“China's current rise to global economic and cultural power requires all of us to better understand the culture and issues of their country,” says Anthony Clark, associate professor of history at Whitworth. “These films are powerful and hard-hitting explorations of China's cultural transition from empire to modern nation, and are rarely seen outside of Asia.”
Each of the following films will be introduced and discussed afterward by Clark.
• The Goddess: This 1934 silent film deals with the life of a Chinese prostitute as she raises her son in a disapproving society. Wednesday, Oct. 16, at 6:30 p.m.
• Family: Made in 1957, this film addresses the oppression of China’s patriarchal society. Wednesday, Oct. 23, at 6:30 p.m.
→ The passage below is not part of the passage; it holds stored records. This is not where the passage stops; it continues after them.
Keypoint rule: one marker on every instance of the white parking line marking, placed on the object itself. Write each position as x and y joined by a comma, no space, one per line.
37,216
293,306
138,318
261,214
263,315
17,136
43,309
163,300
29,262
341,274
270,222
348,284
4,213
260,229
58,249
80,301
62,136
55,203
• Devils at the Doorstep: This modern film, made in 2000 and subsequently banned in China, is about the Japanese occupation of China in the 1930s. Wednesday, Oct. 30, at 6:30 p.m.
• Blind Mountain: This 2007 film explores the current problem of female abduction and forced marriage, and is now also banned in China. Wednesday, Nov. 6, at 6:30 p.m.
“The films all include English subtitles and were selected for their artistic brilliance and cultural relevance,” Clark says.
Located in Spokane, Wash., Whitworth is a private liberal arts university affiliated with the Presbyterian church. The university, which has an enrollment of 3,000 students, offers 60 undergraduate and graduate degree programs.